TŻ: Mniejszości – jako współobywatele – powinny mieć równe prawa. Móc mówić grupie dominującej, jak widzą jej zachowania w stosunku do siebie, co w związku z tym czują i co o nas myślą. Takich świadectw jest skądinąd dużo, ale kultura spycha je na margines. Interesowało nas, jakie warunki komunikacji w sferze publicznej narzuca mniejszości grupa dominująca, i to przy jednoczesnych deklaracjach jak najlepszych intencji. Co pozwala wypowiedzieć i jak zmusza do milczenia.

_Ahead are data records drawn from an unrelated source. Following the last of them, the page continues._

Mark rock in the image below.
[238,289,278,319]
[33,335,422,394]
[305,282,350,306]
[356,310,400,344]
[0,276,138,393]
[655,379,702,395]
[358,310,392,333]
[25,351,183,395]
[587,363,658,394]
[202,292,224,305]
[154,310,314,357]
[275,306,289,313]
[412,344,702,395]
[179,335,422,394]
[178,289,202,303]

Jednym z przedmiotów waszej analizy jest świetnie przyjęty dokument Jolanty Dylewskiej „Po-lin. Okruchy pamięci”, opowiadający o przedwojennej koegzystencji Polaków i Żydów w małych miasteczkach.
TŻ: Idylliczny, nostalgiczny film. Tylko że ta nostalgia zakłamuje obraz, ukrywa coś ważnego. Wykorzystano dokumentalne nagrania, które kręcili żydowscy emigranci przyjeżdżający odwiedzać krewnych. Panuje atmosfera radości i święta. Realizatorzy potraktowali te taśmy jako głos kierowany do Polaków. Świadectwo dobrosąsiedzkich stosunków. Żydowscy bohaterowie zostali oddani we władzę polskiej narracji. Nie mówią nic niewygodnego. Nie próbują wejść w sferę publiczną zarezerwowaną dla Polaków, więc nie trzeba pytać o równouprawnienie i wykluczenie. Nie pojawia się kwestia wojennej wrogości, denuncjacji, rabunku ani ich związku z realiami II RP. Żyd potrzebny jest tylko po to, żeby stwierdzić, że mordowali Niemcy.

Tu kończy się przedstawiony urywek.